Vencer ou perder

    De vitórias e derrotas o mundo está cheio. Desde que a humanidade se desencantou com a rotina sem novidades dum paraíso terreno, nunca mais sua história deixou de aparar arestas da competitividade, sua marca registrada na condução da própria vida. Compete para nascer, para viver, para amar, para glorificar, para governar, liderar ou simplesmente usufruir das benesses do bem-viver.  Compete até para mais nada fazer, curtindo a derrota do outro ou saboreando as próprias conquistas. Vencer é a meta, que sempre custa a derrota de alguém, de milhares ou milhões, mas que é sempre privilégio de poucos. Eis tudo!
    Tirando essa filosofia barata, mas oportuna, meu contraponto aqui busca também uma vitória. Se alcançar seu ponto de vista ou ao menos levar algum leitor a interessar-se pelo assunto, já me sinto vencedor. Eis que na luta diária da sobrevivência muitos sucumbem a meio caminho, outros avançam um pouco mais, mas todos terminam num ponto comum, sua bandeira de chegada, seu pódio. Eis que surge então a grande e fatídica questão: E depois? Aqui a vitória de muitos é sua maior derrota. Quem nunca ouviu falar do atleta que viu o confisco de suas medalhas depois de comprovado o uso de estimulantes ou anabolizantes ilegais? Ou até daquele clube de sucesso que devolveu a taça e o título por relações comprovadamente vergonhosas com juízes e dirigentes que se venderam por míseras moedas? Ou simplesmente porque se descobriram incapazes de cumprir as promessas que lhes proporcionaram vencer. Venceram um momento; perderam uma eternidade. Qualquer vitória terrena é sempre passageira, transitória.
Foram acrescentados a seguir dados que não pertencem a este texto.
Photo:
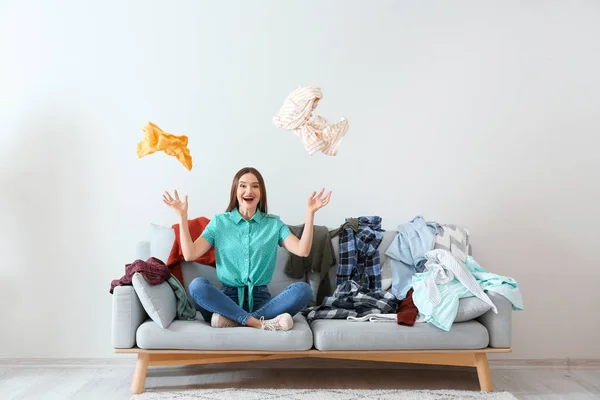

    Se alguém me exigir uma tese sobre o tema, não hesitarei em minha negativa, pois que dele nos cansamos facilmente. Indicarei, sim, uma leitura da mais capciosa e completa obra sobre o assunto, a Bíblia. Se buscamos a origem, lá está, a disputa quase eterna entre o bem e o mal, o homem e a mulher, a astúcia e a malícia. Se nosso interesse é pelas causas e consequências, a história da relação humana com seu Deus sempre se deixou ilustrar por conquistas e derrotas, bênçãos e maldições. Se, por fim, o que lhe interessa é a meta final, a vitória pura e simples, eis que o sonho de uma Terra Prometida encantou os conquistadores de Canaã e ainda encanta os seguidores do Messias com suas promessas de uma Jerusalém Celeste, uma civilização bem além dos muros e desilusões daquela triste Jerusalém que bem conhecemos.
    Nem por isso vou deixar de sonhar. E agora, meus eleitos, heróis nos quais refletimos nossos sonhos? Vamos ou não em busca de nova Terra, novo mundo para nossos filhos e netos? “Meu servo Moisés morreu. Vamos agora! Passa o Jordão, tu e todo o povo, e entra na terra que dou aos filhos de Israel. Todo o lugar que pisar a planta de vossos pés, eu vo-lo dou, como prometi… (Jos 1,2-3). Deixamos para trás o sonho de nossos antepassados e agora assumimos os nossos. A vitória deles foi deles. A nossa depende de nós. Antes, contudo, é preciso um primeiro passo, um determinado e decisivo esforço de caminhar, ir ao encontro, buscar por necessidade e princípio tudo aquilo que nos fazem sonhar com um mundo melhor, uma Terra de Promissão.
    Mas se os vitoriosos de hoje deixarem de ouvir o clamor de suas torcidas, estaremos todos derrotados. Simplesmente porque nenhuma vitória se conquista sozinho. A vitória de alguns é conquista de muitos. “Nenhum de nós vive para si e ninguém morre para si” (Rom14, 7). A vida que pensa ser sua, enquanto indivíduo, em nada lhe pertence enquanto membro de uma coletividade. Viver e morrer são como o pulsar de corações e pulmões. Vencer ou perder é a condição da alma e da mente que sabem sonhar ou enxergar a realidade. Porque muitas das nossas derrotas têm sabor de vitórias. E saber perder é também uma qualidade dos grandes vitoriosos. Confirma?